OK, maybe the vacation home uses less electricity and possibly heat but if not heated in winter you have to close and open it up.

Brian

Jeez! I hope you’re looking after your health.

My immediate family has never had a summer home or cabin or camper, but my best friends growing up had them in their families.

The one friend’s family had a place at DTJ Taborville, a Czech community in northeast Ohio. While I’ve never been to the actual cottage (it was already pretty rotten by the time we were in high school) I’ve been there for their community events such as Polka parties and parades. Since the Czechs are so in to gymnastics, it has a fabulous gymnasium. I think the heyday of the cottage was one generation above my friend (so, pre-1970s).

The other friend’s family had a cottage by Atwater Lake in Ohio. Their grandpa owned it. I think he was a college professor so he’d spend the summers down there and anyone who wanted to come hang out with grandpa could do so. All of the grandkids and great grandkids are obsessed with fishing now so I think they really ate up that “cottage life.”

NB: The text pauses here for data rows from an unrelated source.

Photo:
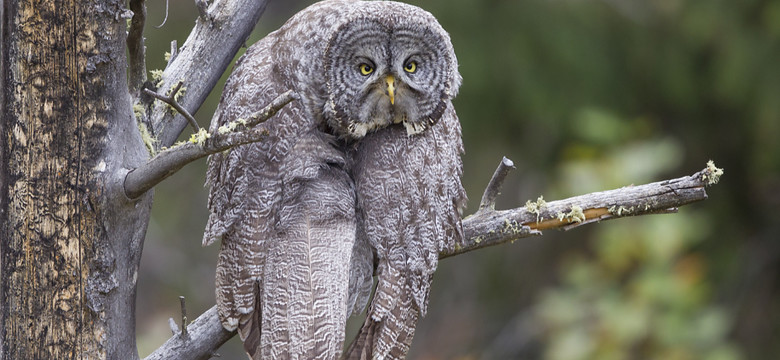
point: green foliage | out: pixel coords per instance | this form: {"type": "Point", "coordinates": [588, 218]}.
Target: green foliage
{"type": "Point", "coordinates": [642, 293]}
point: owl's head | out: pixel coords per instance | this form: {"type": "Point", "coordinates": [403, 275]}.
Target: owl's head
{"type": "Point", "coordinates": [389, 63]}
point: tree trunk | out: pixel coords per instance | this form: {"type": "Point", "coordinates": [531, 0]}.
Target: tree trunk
{"type": "Point", "coordinates": [71, 242]}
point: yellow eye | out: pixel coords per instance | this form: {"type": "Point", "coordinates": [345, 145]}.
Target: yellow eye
{"type": "Point", "coordinates": [366, 69]}
{"type": "Point", "coordinates": [411, 67]}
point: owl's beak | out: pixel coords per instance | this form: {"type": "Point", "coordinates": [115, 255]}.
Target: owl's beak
{"type": "Point", "coordinates": [391, 88]}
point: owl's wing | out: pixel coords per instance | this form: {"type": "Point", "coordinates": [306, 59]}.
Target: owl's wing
{"type": "Point", "coordinates": [410, 196]}
{"type": "Point", "coordinates": [284, 211]}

My SIL’s family has a place in Traverse City, MI. Her family was a lot more posh than ours. They all do try to descend on the place at least once per summer. An aunt still maintains it but she has to drive from Boston to do so. It’s a trek even from Cleveland!

From what I have gleaned about being “summer-house adjacent” is that it is a constant struggle to maintain the place and there’s about as many memories of fighting about it (who’s gonna have access, who’s gonna pay the fees, who’s gonna open it up, who’s gonna replace the rotting bits) as there are memories of good times there.

This is very true - when my brother and I were young, the 'van kinda made sense, because we could just be left to amuse ourselves on the beach. But you grow out of that, and I guess the attraction fades - plus, as I said upthread, my parents got a bit more ambitious about vacations.